L’incidente che rese famosa la missione Apollo 13 avvenne precisamente 55 ore, 54 minuti e 53 secondi dopo il decollo. E qui che l’equipaggio avverte un forte rumore e poi un calo a tutto il sistema elettrico. A questo punto John L. Swigert avverte il centro di controllo con la frase diventata poi storica: “Ok Huston, abbiamo un problema”. L’esplosione era stata causata da una componente progettata male. Una serpentina nello specifico. Un errore di progettazione che portò una serie di reazioni a catena, passate dalla perdita di ossigeno dei serbatoi e il blocco di alcune celle a combustibile. Una situazione molto complessa da affrontare, tanto che l’obiettivo della missione venne subito cambiato: l’obiettivo non era più arrivare sulla Luna ma riportare vivi gli astronauti a casa.

Come e dove è atterrato l'Apollo 13

Dopo l’incidente sono iniziate subito le manovre per il recupero. A quella distanza dalla Terra non si poteva fare molto, se non sfruttare al meglio tutti i materiali e le risorse rimaste. Si decise quindi di programmare una rotta attorno alla Luna per poi rientrare direttamente sulla Terra.
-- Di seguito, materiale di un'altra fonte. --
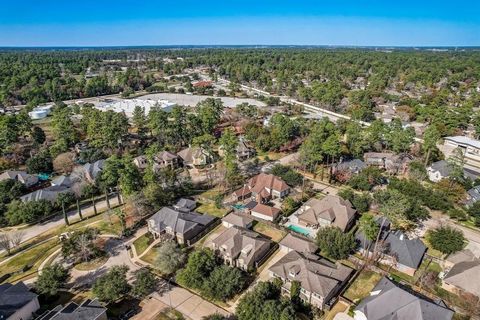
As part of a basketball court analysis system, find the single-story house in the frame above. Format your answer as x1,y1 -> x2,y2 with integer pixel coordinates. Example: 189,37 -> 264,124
148,207 -> 216,245
356,230 -> 427,276
0,170 -> 38,188
354,277 -> 454,320
36,299 -> 108,320
250,203 -> 280,221
0,282 -> 40,320
269,251 -> 353,310
295,195 -> 357,232
278,233 -> 318,254
178,147 -> 213,167
212,226 -> 272,270
222,212 -> 253,229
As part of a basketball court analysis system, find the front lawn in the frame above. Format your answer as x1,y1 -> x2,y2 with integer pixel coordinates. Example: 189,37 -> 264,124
344,270 -> 382,304
253,222 -> 287,242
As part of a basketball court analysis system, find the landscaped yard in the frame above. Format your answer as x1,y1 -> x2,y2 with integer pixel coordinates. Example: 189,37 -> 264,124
133,232 -> 153,255
343,270 -> 382,302
253,222 -> 287,242
195,202 -> 229,218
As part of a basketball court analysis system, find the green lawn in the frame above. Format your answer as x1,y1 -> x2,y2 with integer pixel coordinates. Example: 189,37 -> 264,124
133,232 -> 153,255
344,270 -> 382,302
195,203 -> 229,218
253,222 -> 287,242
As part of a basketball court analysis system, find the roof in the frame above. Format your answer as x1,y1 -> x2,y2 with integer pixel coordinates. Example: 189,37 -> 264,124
280,233 -> 318,253
443,259 -> 480,297
355,277 -> 453,320
298,195 -> 357,231
269,251 -> 353,298
247,173 -> 290,193
222,212 -> 253,228
212,226 -> 271,264
149,207 -> 215,238
0,282 -> 38,319
444,136 -> 480,149
38,299 -> 107,320
356,230 -> 427,269
252,203 -> 280,218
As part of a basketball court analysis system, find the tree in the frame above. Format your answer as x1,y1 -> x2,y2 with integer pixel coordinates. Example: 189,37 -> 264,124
427,226 -> 465,254
35,263 -> 69,296
316,227 -> 356,260
92,265 -> 130,303
132,268 -> 157,299
202,265 -> 245,301
155,241 -> 186,275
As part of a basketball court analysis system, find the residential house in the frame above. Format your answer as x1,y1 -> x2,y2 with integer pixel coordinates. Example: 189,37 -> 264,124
133,155 -> 148,170
442,258 -> 480,298
269,251 -> 353,310
364,152 -> 412,174
250,203 -> 280,221
148,207 -> 215,245
212,226 -> 272,271
0,282 -> 40,320
178,147 -> 213,168
441,136 -> 480,174
295,195 -> 357,232
153,151 -> 182,171
0,170 -> 38,188
354,277 -> 453,320
20,185 -> 72,203
279,233 -> 318,254
222,212 -> 253,229
36,299 -> 108,320
356,228 -> 427,276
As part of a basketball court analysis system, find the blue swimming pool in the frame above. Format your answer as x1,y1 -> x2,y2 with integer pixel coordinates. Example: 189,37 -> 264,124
288,224 -> 310,236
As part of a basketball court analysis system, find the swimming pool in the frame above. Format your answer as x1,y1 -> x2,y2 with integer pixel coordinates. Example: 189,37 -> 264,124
288,224 -> 310,237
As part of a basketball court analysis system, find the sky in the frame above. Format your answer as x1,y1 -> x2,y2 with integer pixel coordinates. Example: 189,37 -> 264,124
0,0 -> 480,46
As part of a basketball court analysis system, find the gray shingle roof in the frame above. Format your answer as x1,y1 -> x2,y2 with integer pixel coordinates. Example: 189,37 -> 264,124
355,278 -> 453,320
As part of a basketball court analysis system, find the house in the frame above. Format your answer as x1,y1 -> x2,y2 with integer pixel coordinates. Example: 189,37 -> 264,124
0,282 -> 40,320
269,251 -> 353,310
295,195 -> 357,232
279,233 -> 318,254
173,198 -> 197,212
0,170 -> 38,188
441,136 -> 480,174
133,155 -> 148,170
229,173 -> 290,203
354,277 -> 453,320
148,207 -> 215,245
178,147 -> 213,167
442,258 -> 480,298
356,228 -> 427,276
212,226 -> 272,271
20,186 -> 72,203
222,212 -> 253,229
250,203 -> 280,221
427,160 -> 478,182
364,152 -> 412,174
153,151 -> 182,171
36,299 -> 107,320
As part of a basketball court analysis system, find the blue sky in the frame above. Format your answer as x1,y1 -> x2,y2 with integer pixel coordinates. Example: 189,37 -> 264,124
0,0 -> 480,46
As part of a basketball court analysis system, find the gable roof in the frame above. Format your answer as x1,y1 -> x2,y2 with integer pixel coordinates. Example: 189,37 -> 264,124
279,233 -> 318,253
355,277 -> 453,320
443,259 -> 480,297
0,282 -> 38,319
298,195 -> 357,231
269,251 -> 353,298
212,226 -> 271,264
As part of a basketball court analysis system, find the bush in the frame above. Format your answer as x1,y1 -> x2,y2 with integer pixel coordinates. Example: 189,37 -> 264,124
427,227 -> 465,254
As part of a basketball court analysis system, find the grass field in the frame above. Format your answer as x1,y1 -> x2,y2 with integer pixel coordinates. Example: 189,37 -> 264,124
344,270 -> 382,302
253,222 -> 287,242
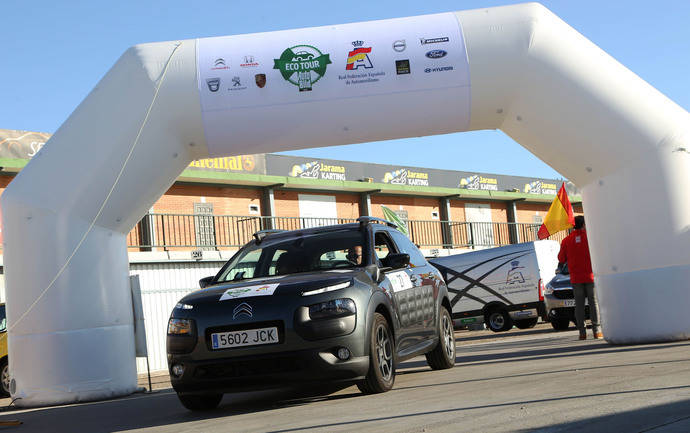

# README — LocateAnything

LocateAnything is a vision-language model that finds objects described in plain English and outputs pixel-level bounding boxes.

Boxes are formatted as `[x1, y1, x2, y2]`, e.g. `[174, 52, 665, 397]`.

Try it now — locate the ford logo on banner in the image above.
[426, 50, 448, 59]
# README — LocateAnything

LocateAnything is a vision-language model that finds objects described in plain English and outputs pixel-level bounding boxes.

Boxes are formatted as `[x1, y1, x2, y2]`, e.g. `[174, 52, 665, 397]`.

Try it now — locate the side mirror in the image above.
[364, 264, 386, 284]
[381, 253, 410, 269]
[199, 275, 214, 289]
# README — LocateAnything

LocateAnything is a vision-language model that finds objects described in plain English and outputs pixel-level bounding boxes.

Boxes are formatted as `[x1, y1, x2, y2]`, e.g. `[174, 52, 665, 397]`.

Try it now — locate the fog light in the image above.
[172, 364, 184, 377]
[338, 347, 350, 361]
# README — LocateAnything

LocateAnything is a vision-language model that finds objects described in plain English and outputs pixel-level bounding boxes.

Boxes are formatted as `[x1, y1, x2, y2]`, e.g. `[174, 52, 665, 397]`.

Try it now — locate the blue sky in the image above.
[0, 0, 690, 178]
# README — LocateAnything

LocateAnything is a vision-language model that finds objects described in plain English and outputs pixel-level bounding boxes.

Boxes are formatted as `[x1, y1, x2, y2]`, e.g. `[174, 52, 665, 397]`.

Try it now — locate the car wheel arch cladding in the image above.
[365, 292, 392, 353]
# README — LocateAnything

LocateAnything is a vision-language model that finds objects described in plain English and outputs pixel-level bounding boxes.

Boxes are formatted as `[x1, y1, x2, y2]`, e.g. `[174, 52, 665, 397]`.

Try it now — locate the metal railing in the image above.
[127, 213, 567, 251]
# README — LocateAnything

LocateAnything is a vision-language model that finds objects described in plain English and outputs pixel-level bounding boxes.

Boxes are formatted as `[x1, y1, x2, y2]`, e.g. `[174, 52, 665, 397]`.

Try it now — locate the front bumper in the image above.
[544, 290, 589, 320]
[168, 286, 371, 393]
[168, 346, 369, 393]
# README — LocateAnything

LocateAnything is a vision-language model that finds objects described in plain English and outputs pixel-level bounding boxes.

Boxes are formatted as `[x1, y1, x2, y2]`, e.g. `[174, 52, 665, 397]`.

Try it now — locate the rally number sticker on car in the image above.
[386, 271, 414, 292]
[211, 326, 279, 349]
[218, 283, 280, 301]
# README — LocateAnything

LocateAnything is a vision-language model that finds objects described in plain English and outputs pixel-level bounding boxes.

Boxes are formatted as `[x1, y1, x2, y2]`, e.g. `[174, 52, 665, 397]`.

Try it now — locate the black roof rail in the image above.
[254, 229, 286, 244]
[357, 216, 398, 229]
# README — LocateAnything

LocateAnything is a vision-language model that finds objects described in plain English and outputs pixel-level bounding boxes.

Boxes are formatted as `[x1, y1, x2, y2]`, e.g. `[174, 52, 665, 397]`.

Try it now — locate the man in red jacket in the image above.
[558, 216, 604, 340]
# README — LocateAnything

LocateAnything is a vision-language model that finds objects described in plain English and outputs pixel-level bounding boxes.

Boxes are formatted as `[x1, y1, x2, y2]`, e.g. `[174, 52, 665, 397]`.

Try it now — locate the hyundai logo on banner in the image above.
[232, 302, 253, 319]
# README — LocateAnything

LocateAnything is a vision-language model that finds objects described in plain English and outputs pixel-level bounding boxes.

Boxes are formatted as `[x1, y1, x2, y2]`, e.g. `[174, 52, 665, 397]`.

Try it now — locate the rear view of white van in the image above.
[429, 240, 559, 332]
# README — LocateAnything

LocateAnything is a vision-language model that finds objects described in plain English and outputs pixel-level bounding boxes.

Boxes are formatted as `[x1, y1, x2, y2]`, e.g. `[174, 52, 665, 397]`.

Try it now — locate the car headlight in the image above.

Gli astronauti si spostare nel modulo lunare, modificando i filtri dell’anidride carbonica per renderli più adatti ai nuovi obiettivi della missione.

Il viaggio venne programmato sfruttando ogni minimo margine di vantaggio. La vita nel modulo lunare non è stata semplice. Era pensato per ospitare due persone per due giorni, non tre persone per quattro giorni. Durante il viaggio, gli astronauti dell’Apollo 13 arrivarono al punto più distante dalla Terra mai raggiunto da un essere umano: 400.171 km. Il 17 aprile dopo aver tenuto milioni di persone con il fiato sospeso l’Apollo 13 riuscì ad ammarare nell’Oceano Pacifico. Tutti gli astronauti riuscirono a sopravvivere alla missione.

WIKIMEDIA | Una foto del modulo di servizio della Missione Apollo 13
WIKIMEDIA | Una foto del modulo di servizio della Missione Apollo 13

Che fine hanno fatto gli astronauti di Apollo 13

Jack L. Swigert, l’uomo di “Houston abbiamo un problema” è morto nel 1982. Dopo l’Apollo 13 non partecipò ad altre missioni. Nel 1982, nove anni dopo il ritiro come astronauta riuscì a farsi eleggere col Congresso degli Stati Uniti con i voti ottenuti in Colorado: morì prima di prendere servizio. Jim Lovell è ancora vivo. Ha 96 anni e anche lui si ritirò dopo la missione Apollo 13. Prima però aveva partecipato ad altre tre missioni: Gemini 7, Gemini 12 e Apollo 8. Anche Fred Haise è ancora vivo. Ha 90 anni e come per Jack L. Swigert ha volato solo a bordo dell’Apollo 13. Anni dopo l’ammaraggio dell’Apollo 13 partecipò a diverse missioni di test per il programma Space Shuttle.